Librarians Read: Bringing Up the Bodies

Bringing Up the BodiesĀ is part two of Hilary Mantel’s study of the life of Sir Thomas Cromwell, a key political and financial advisor to Henry VIII. Part I, Wolf Hall, won the Booker prize for literature and this one actually did too. If you are looking for a well-written and insightful look into the life of the great king and his wives – and of a commoner who rose to amazing heights then this is your writer. Both books are in the secondary Historical Fiction section.

Librarians Read: Space Boy

Space Boy was a light and friendly look forward into a future with mining colonies set up in the far corners of the universe and cryogenic freezing as means of long-distance travel. When Amy’s father loses his mining job the whole family is given tickets back to Earth but they will arrive there 30 years in the future. Amy’s adjustment to her new home and the vision that we get of futuristic earth is wonderful and quirky and fresh. This is a creative and quick graphic novel to grab when you’re looking SciFi escape.

Librarians Read: Killers of the Flower Moon: the Osage Murders and the Birth of the FBI

My favorite part of this book was undoubtedly chapter 4 when David Grann gives the reader some back story about the forced movement of Osage to a sector of Oklahoma that had hidden riches under the hills. The Thomas Jefferson quote! The Osage representative in the red blanket! Wow. The true crime tale from the 20s which centered around Mollie Burkhart’s family were fascinating too as was the development of the FBI.

Look for this book and similar titles in the nonfiction section around call number 976 (American History)

Librarians Read: Behold the Dreamers

Behold the Dreamers presents us with a wonderful troupe of characters either striving to attain, or else striving to maintain, their American dreams and the whole book is a beauty of contrasts featuring complex decisions. Cameroonian immigrants Jende and Neni are delighted when an opportunity opens for Jende to become a full time driver for Lehman Brothers Associate Clark Edwards and his family. With this steady income and Neni’s student visa which allows her to take community college classes, both spouses are exactly in the position that they want to be in to support their families, their own interests and to provide a good life for their son Liomi. Then the subprime housing bubble bursts and reality descends in both expected and unexpected ways. There were so many things I loved about this book but at the forefront were the strong Cameroonian values that Jende and Neni maintain throughout all of their ups and downs in America.

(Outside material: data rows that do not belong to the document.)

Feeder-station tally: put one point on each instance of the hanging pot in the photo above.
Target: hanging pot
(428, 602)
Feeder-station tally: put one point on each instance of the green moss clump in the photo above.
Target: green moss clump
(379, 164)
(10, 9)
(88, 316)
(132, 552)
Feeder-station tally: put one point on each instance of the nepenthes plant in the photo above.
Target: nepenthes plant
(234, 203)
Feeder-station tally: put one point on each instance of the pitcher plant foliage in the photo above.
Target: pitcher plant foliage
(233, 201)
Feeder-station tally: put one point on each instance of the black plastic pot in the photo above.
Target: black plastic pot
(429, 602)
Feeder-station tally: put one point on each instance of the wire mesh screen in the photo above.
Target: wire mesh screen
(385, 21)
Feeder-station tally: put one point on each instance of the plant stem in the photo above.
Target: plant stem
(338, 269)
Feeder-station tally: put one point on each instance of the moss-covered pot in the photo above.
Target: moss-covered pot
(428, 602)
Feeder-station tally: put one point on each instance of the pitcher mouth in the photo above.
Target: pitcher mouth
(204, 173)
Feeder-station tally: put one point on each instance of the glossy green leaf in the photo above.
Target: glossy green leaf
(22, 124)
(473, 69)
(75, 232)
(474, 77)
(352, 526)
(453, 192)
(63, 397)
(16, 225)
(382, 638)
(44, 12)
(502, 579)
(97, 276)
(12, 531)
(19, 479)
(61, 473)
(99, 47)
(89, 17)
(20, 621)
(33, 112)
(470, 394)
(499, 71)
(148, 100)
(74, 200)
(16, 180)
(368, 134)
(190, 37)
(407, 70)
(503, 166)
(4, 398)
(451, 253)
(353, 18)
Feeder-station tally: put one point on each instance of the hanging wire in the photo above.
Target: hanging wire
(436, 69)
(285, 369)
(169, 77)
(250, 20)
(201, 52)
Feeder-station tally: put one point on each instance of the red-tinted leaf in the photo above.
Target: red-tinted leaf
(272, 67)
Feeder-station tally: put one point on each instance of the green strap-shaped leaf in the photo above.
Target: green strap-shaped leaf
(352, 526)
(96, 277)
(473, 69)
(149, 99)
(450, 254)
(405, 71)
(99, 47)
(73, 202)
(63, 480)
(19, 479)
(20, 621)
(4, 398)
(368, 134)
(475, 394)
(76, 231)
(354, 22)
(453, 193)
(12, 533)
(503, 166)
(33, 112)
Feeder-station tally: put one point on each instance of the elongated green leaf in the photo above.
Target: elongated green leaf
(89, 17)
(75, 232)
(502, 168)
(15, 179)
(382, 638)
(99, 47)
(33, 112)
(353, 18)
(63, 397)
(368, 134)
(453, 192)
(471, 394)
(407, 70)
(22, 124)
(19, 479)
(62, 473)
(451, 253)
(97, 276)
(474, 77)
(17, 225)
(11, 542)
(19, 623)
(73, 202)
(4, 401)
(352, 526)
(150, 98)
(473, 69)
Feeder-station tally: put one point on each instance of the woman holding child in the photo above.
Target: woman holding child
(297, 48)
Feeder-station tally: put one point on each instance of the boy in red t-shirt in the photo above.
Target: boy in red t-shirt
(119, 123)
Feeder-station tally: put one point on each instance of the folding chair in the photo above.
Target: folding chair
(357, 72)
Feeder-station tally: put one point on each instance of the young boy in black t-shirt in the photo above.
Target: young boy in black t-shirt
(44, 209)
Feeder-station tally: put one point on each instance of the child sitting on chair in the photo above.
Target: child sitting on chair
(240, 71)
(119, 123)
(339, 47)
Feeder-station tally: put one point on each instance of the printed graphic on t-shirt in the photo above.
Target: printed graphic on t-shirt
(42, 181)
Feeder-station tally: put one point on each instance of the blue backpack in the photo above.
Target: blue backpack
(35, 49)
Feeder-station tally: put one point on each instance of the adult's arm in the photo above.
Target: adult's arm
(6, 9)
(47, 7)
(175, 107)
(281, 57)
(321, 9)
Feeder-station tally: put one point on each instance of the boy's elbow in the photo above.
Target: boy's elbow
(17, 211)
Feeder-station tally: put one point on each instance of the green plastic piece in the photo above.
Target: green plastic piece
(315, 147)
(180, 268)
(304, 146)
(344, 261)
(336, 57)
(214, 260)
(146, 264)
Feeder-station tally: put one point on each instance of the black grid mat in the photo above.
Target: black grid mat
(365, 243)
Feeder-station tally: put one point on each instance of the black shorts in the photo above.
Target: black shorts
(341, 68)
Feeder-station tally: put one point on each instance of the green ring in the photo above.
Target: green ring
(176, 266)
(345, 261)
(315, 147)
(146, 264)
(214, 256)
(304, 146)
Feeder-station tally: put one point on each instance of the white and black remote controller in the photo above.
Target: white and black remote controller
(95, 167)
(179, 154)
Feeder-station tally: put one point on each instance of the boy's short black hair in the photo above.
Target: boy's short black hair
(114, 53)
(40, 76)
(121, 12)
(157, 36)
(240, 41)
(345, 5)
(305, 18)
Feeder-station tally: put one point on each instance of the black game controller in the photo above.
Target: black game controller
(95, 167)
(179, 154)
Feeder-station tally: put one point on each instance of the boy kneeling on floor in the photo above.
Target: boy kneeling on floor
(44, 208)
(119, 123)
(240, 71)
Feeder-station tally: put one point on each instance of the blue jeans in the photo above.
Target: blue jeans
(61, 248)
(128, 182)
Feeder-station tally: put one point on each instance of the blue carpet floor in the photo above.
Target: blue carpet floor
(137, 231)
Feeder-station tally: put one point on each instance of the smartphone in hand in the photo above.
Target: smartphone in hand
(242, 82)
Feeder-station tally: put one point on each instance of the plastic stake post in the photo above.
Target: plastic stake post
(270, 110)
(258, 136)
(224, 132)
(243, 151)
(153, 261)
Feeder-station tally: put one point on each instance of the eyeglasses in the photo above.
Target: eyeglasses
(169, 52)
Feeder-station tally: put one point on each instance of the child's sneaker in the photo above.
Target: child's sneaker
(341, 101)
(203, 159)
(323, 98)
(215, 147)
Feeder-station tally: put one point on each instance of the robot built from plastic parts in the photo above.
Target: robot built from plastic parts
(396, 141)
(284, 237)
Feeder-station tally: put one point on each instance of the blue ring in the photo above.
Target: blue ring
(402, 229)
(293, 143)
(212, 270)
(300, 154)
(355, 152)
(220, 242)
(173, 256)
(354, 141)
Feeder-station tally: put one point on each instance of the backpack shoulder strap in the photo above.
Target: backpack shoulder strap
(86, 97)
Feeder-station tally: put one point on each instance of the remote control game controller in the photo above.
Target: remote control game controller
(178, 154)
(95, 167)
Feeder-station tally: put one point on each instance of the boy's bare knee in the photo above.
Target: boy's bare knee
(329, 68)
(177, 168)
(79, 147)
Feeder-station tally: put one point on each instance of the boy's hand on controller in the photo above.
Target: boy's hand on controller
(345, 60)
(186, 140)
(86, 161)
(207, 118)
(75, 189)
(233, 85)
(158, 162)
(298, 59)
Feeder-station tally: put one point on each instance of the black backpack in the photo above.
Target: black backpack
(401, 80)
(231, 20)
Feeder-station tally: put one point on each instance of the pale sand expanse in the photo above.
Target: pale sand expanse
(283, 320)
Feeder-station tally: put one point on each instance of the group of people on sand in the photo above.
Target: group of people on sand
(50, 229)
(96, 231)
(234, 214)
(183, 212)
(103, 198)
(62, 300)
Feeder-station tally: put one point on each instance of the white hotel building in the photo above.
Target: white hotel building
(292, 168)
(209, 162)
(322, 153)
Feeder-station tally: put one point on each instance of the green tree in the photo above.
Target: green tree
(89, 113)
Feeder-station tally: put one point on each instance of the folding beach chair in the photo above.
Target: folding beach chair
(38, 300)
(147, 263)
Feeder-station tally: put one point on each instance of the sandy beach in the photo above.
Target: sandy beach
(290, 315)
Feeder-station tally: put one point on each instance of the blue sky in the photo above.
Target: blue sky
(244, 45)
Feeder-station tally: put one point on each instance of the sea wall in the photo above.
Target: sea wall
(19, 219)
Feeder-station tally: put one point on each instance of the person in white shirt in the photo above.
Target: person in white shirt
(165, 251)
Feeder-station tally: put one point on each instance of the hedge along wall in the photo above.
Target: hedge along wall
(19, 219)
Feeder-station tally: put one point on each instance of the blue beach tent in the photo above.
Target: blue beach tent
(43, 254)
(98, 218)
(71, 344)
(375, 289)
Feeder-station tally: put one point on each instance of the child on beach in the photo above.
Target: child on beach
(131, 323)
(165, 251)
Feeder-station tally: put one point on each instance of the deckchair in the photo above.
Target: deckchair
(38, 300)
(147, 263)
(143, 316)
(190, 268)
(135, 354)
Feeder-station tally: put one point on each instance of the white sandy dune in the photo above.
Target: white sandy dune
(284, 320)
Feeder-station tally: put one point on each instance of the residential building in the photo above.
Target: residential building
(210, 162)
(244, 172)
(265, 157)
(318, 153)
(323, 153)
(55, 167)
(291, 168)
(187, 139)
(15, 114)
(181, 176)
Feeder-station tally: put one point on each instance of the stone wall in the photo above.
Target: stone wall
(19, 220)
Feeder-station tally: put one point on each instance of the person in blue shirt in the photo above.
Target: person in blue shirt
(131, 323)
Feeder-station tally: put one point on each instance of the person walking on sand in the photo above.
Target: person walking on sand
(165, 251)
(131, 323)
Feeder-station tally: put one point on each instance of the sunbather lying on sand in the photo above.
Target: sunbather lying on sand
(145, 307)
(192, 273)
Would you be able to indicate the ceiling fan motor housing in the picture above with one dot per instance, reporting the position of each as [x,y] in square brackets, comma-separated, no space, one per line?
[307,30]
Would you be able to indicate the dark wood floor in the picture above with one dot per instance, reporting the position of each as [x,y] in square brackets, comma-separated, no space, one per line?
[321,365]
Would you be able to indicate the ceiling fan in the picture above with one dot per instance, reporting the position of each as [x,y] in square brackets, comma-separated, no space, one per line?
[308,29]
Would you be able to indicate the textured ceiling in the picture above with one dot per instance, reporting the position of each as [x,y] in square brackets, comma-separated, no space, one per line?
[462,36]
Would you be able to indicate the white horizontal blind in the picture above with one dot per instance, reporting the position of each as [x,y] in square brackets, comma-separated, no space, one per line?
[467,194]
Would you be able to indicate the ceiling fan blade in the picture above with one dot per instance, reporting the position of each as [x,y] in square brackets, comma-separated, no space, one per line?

Librarians Read: Fatal Throne

This was a fascinating historical fiction novel created by seven top YA authors. The 6 queens (divorced, beheaded, died, divorced, beheaded, survived) of Henry the VIII all come to life beautifully in this wonderful account. Each story unfolds from the moment of impending doom as the queen realizes that it is all over for her in Henry’s eyes. The different voices of each writer accentuate the varied personalities of each of these unique women. Interspersed between the histories presented by the queens are Henry’s masterful rebuttals written by M. T. Anderson. Fantastic and so readable for teens! Our recent visiting author Candace Fleming is responsible for this project. She and Eric Rohmann were terrific guests. Thank you PTO for sponsoring!

Librarians Read: Scarlet Ibis

For all of those young readers who want a tear-jerker, this book has all the feels. Scarlet is a thirteen year old with the weight of her whole family on her shoulders. Her mom is slowly drifting further away into her own world while Scarlet keeps herself occupied as the primary care-giver for her younger brother with asperger’s syndrome. Scarlet is completely devoted to her brother Red and their relationship is the heart of the book. When a fire in the apartment threatens to separate the whole family into medical and foster situations the reader feels the anguish of young Scarlet as she tries to keep everyone together.